At a stated term of the United States Court of Appeals for the Second Circuit, held at
the Daniel Patrick Moynihan United States Courthouse, 500 Pearl Street, in the City of New
York, on the 15 th day of July, two thousand ten.
PRESENT: REENA RAGGI,
GERARD E. LYNCH,
DENNY CHIN,
Circuit Judges.
-----------------------------------------------------
UNITED STATES OF AMERICA,
Appellee,
v. No. 09-2777-cr
GREGORY PAUL TIMEWELL,
Defendant-Appellant.
-----------------------------------------------------
APPEARING FOR APPELLANT: BRENDAN WHITE (Diarmuid White, on the
brief), White & White, New York, New York.
APPEARING FOR APPELLEE: BURTON T. RYAN, JR. (Peter A. Norling, on
the brief), Assistant United States Attorneys, for
Benton J. Campbell, United States Attorney for
the Eastern District of New York, Brooklyn, New
York.
Appeal from a judgment of the United States District Court for the Eastern District
of New York (Thomas C. Platt, Judge).
UPON DUE CONSIDERATION, IT IS HEREBY ORDERED, ADJUDGED, AND
DECREED that the June 17, 2009 order of the district court is VACATED, and the case
REMANDED for further proceedings consistent with this decision.

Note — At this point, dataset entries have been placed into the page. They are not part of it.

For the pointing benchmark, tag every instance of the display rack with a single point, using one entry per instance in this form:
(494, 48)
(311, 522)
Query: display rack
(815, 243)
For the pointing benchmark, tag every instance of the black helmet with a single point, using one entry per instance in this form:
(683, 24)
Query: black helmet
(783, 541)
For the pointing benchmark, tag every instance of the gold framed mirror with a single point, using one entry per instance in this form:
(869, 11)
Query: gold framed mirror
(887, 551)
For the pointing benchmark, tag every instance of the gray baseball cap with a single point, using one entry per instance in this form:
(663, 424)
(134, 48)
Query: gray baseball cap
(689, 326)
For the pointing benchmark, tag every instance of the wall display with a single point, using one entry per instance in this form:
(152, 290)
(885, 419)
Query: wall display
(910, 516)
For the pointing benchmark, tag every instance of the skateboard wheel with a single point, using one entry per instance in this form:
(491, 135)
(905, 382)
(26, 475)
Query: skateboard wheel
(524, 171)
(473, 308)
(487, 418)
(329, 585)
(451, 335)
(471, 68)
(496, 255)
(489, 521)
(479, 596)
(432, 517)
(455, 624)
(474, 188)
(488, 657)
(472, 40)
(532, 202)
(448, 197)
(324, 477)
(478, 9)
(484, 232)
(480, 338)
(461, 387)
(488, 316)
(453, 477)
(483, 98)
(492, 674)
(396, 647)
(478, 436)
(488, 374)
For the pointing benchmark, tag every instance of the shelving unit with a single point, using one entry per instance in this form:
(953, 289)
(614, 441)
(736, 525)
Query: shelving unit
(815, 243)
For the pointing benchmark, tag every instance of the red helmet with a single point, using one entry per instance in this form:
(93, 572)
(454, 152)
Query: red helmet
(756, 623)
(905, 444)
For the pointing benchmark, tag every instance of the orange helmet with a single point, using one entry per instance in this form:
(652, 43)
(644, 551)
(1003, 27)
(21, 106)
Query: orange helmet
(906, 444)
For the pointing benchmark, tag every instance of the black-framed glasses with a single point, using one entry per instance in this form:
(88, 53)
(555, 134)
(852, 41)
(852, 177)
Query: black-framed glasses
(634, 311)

Defendant Gregory Paul Timewell, sentenced principally to 275 months’ incarceration
upon his plea of guilty to conspiring to import hashish and marijuana, see 21 U.S.C. §§ 960,
963, and making false statements to federal agents, see 18 U.S.C. § 1001, appeals from the
district court’s decision not to resentence him following the second of two remands pursuant
to United States v. Crosby, 397 F.3d 103 (2d Cir. 2005). See United States v. Johnson
(“Johnson II”), 567 F.3d 40 (2d Cir. 2009); United States v. Timewell (“Johnson I”), 124 F.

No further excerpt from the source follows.